I am going to see if I can get a caddy reverse proxy setup in the meantime and see how it performs given your configuration there.
you can have two nginx proxy instances, one as a front (serving other sites besides lemmy instance) and another - coupled with lemmy instance. in such case the first one can be configured minimally with basic proxy stuff to internal lemmy one, no need for this fancy lemmy and lemmy-ui proxying.
I believe I have the simple set up for the NPM reverse proxy. Just as you say, it points to the docker address of the lemmyInstance NGINX. I can get to my instance with HTTPS secured and good. Just getting errors when communicating to other instances. I can only imagine it is web socket related, but I am not familiar enough to look at the proxy configs and determine what might be wrong with it unfortunately. I might need to try and find someone to essentially look through it with me in real time.
spoiler
spoiler
from the logs it seems that lemmy docker does not communicate with outside servers.
also i have a bit different config for lemmy.hjson
also check in admin interface if federation is enabled and you do not blacklist instances
(https://lemmy.bulwarkob.com/admin) and maybe you can try to enable federation debug mode for awhile
The differences I see are the otel link, and the TLS setting:
I see you dont have it on there, which I would assume means you cant be federated? I have added the otel link and enabled the debug mode. Federation is already enabled and the instance is set to "ALL". Still no luck on this end. Same status, except now im not getting any log errors in the container logs (Viewed from Portainer).
Including this in case it is a possible issue: federation enabled, host is lemmy.bulwarkob.com
Starting http server at 0.0.0.0:8536
also pictrs: { url: "http://pictrs:8080/" # api_key: "API_KEY" }
about tls setting - don't remember why i have removed it, but group.lt federates fine. not sure about what you mean instance set to ALL.
what about network isolation in portainer? maybe it is on?
I see my Pictrs appears to be the same as what you had sent over. Protainer network isolation does not appear to be in place. All are bridged networks, and I would assume access issues would be more encompassing if that were a direct correlation to the issue. Im still betting on User Error for configuration so far. Being myself, of course.
well probably you are right about the user error, but from the logs it seems that it cannot reach other instances - can you enter the shell of the container and check if you are able to ping/curl https://group.lt for example? and network isolation is a checkbox in portainer, according to docs.

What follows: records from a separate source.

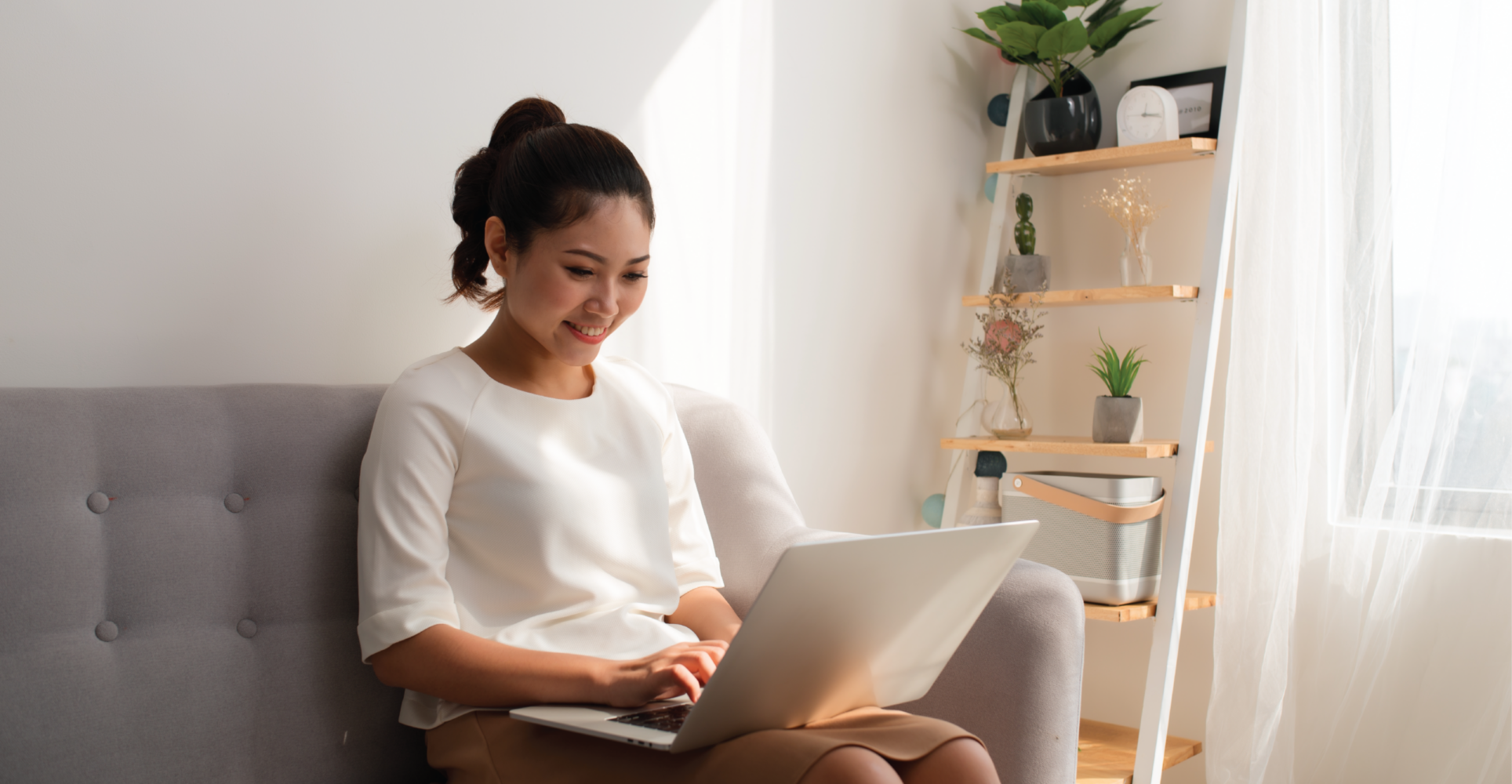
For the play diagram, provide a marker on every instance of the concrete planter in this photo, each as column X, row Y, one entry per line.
column 1118, row 420
column 1030, row 272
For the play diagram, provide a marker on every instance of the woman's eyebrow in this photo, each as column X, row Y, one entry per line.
column 599, row 259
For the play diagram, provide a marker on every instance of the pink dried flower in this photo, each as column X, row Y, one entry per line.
column 1005, row 334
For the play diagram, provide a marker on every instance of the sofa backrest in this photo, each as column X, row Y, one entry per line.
column 179, row 579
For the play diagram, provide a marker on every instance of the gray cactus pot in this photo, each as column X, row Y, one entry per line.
column 1030, row 272
column 1118, row 420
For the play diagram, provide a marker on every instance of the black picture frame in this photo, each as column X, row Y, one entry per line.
column 1205, row 76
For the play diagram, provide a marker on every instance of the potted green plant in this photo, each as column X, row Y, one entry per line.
column 1116, row 417
column 1027, row 270
column 1065, row 117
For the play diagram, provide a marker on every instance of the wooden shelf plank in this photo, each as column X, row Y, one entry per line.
column 1070, row 445
column 1139, row 611
column 1109, row 158
column 1106, row 753
column 1124, row 295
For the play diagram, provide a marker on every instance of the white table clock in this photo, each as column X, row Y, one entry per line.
column 1147, row 114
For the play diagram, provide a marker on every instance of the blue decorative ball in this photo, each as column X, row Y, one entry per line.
column 935, row 510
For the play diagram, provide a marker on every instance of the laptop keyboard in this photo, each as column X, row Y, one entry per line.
column 669, row 718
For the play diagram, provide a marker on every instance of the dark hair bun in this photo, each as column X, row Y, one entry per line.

for the federation itself i have also experienced it not working, when my nginx config was pointing wrongly to lemmy and lemmy-ui depending on the headers.
as i have said before - i can reach your instance from my lemmy, but don't receive anything back.
It would seem it was called "Internal" as opposed to isolated on my Portainer. That appears to have been it though. I can get to other communities now. Still having disparity with posts and comments showing up, but Im hoping that will be something to update in time.
fantastic ;)
I will endeavour to pay it forward by helping others if I can.